Running Your First Marathon? Here’s What to Know

preventive foot care Beverly Hills, CASo you’ve decided to go for it – your first marathon. Training for this life-changing event makes an extremely beneficial impact on your diet, sleep patterns and social life. Before you begin training, it’s important to get the green light from your doctor to ensure that you’re in good physical health. And remember that your body will need to adapt slowly to your training regimen, generally in at least six weeks. To help get you off on the right foot, here are some first-time marathon training tips:

  • Wear the right shoes. Visit a running store or shoe specialist to determine the shoe that’s best for you. Be sure to tell them how often you run, your weekly mileage to date, your marathon goal and which surfaces you run on to find the best shoe for you.
  • Log your training. Keep track of your run times, mileage, race time and distance.
  • Run 3 to 4 times a week.
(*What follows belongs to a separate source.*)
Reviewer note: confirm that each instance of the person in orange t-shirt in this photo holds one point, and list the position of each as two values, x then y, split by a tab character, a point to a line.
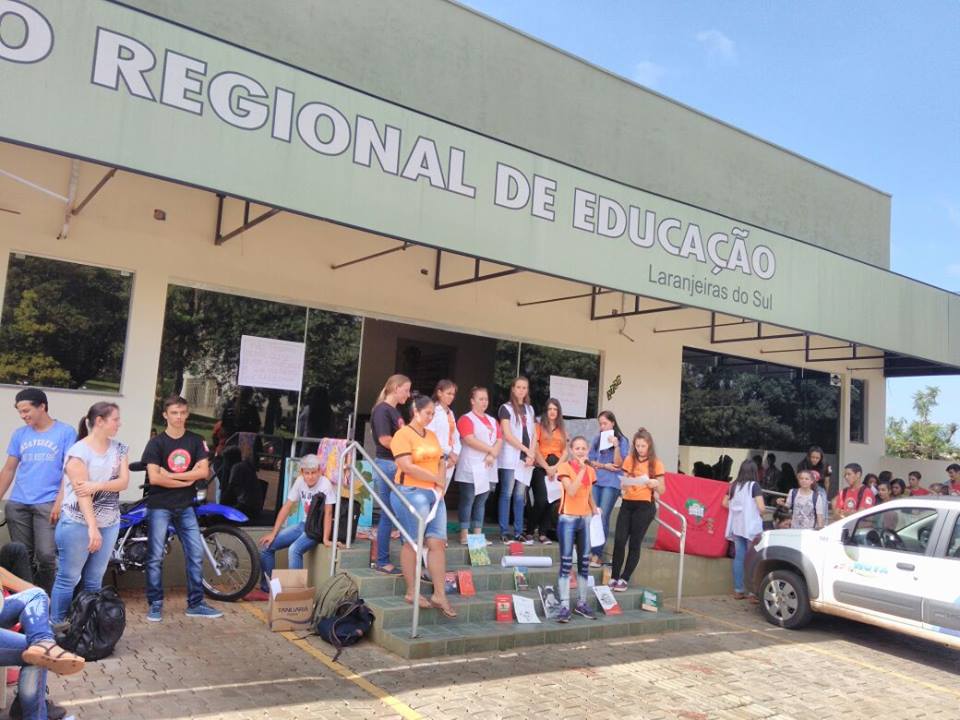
642	477
573	526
This should include one long run, two runs that are a little shorter, and one optional easy recover run. To help with speed, run slightly faster in short times and distances, and for strength, include some hills in your run once a week.
  • Cross-train. To help with aerobic conditioning, consider cross-training once or twice a week by cycling or swimming for about 45 minutes each time at a moderate level of intensity.
  • Take your resting pulse. Monitor your resting heart rate each morning when you wake up and log it in your training log. After about a week you should have a baseline number, and as your physical activity improves, your resting pulse will go down. Make sure to take note if your resting heart rate increases suddenly by 10% or more, as this can indicate fatigue or an oncoming illness. It’s a good idea to take it easy that day.
  • Alternate hard days. Don’t overdo it by running long distances twice in a row. Take a day off in between, or opt for an easy day instead. And always allow at least one day a week off completely to rest and recover.
  • Recruit a support team. Knowing that you have support from your family and friends while your train can go a long way, so enlist a cheering squad of sorts to help keep you focused and positive.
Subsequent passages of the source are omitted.